Techno-economic Feasibility of Net-Zero Emission Solutions for Metal Heating (THERMOS)
Dr Yukun Hu – University College London
Project Partners: WMG, Air Products, SWERIM
Grand Challenge area – Carbon Neutral Iron and Steelmaking
This feasibility project will demonstrate the potential to significantly improve the UK Steel Industry’s Carbon Footprint through direct changes and augmentation of systems and processes, and is highly aligned with GCRA 1 – Carbon Neutral Iron and Steelmaking. Specifically, THERMOS project will focus on the metal heating process and the proposed sustainable net-zero emission solutions (i.e. H2 fuelled metal heating processes and H2 use in reheat furnaces) are identified as complements to the existing SUSTAIN research activities.
This project will investigate if the UK could therefore introduce carbon-free heating for furnaces at all its rolling mills and thereby drastically reduce its already world-leading low carbon footprint from cradle to gate. Investing in the technological transition requires significant scientific consideration of challenges, prioritisation, risks and uncertainties. In THERMOS, to assess the techno-economic feasibility, a furnace ‘digital twin’ will be used to demonstrate the proposed net-zero emission solutions. The digital twin will be based on zonal modelling of radiative heat transfer, and analyses combustion behaviours (e.g. ignition and NOx formation) and scale formation with the aid of computational fluid dynamics and reaction kinetics models to provide new insights into the transition pathway of reheating furnaces that might be systemic weaknesses in a green steel economy.

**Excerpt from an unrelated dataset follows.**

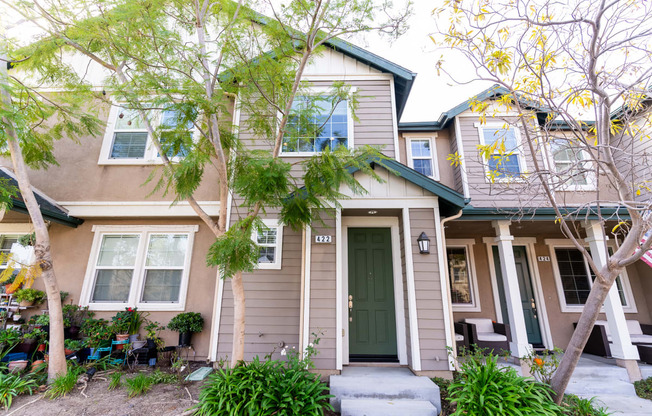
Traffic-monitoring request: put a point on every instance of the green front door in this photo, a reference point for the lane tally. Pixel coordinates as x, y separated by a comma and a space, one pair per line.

Drop-tube Furnace to Investigate Novel Reductants for the Decarbonisation of Ironmaking
Dr Julian Steer – Cardiff University
Project Partners: Tata Steel
Grand Challenge area – Carbon Neutral Iron and Steelmaking
The aim of this project is to carry out collaborative research between Cardiff and Swansea Universities, with TATA Steel UK and N+P recycling, to test the feasibility of using a non-recyclable carbonaceous waste (Subcoal®) as a novel alternative reductant material for potential injection in a blast furnace.
Subcoal®, is a non-recyclable paper and plastics product high in carbon, supplied by N&P Recycling as compressed pellets. Our aim is to compare the Subcoal reactivity (as a non-fossil fuel alternative) to coal-based reductants. If successful, this will reduce the reliance on mined coal; reduce the landfilling of non-recyclable paper and plastic; and demonstrate the potential to significantly improve the UK steel industry’s carbon emissions footprint as 50% of the Subcoal® carbon is derived from biomass.
This would be a novel route to ‘waste’ recycling and reuse which is not carried out in the UK and fits well with current moves towards a circular economy. It would benefit society, creating a new supply chain with new jobs, reducing raw material costs and CO2 emissions improving the sustainability of essential blast furnace ironmaking in the UK.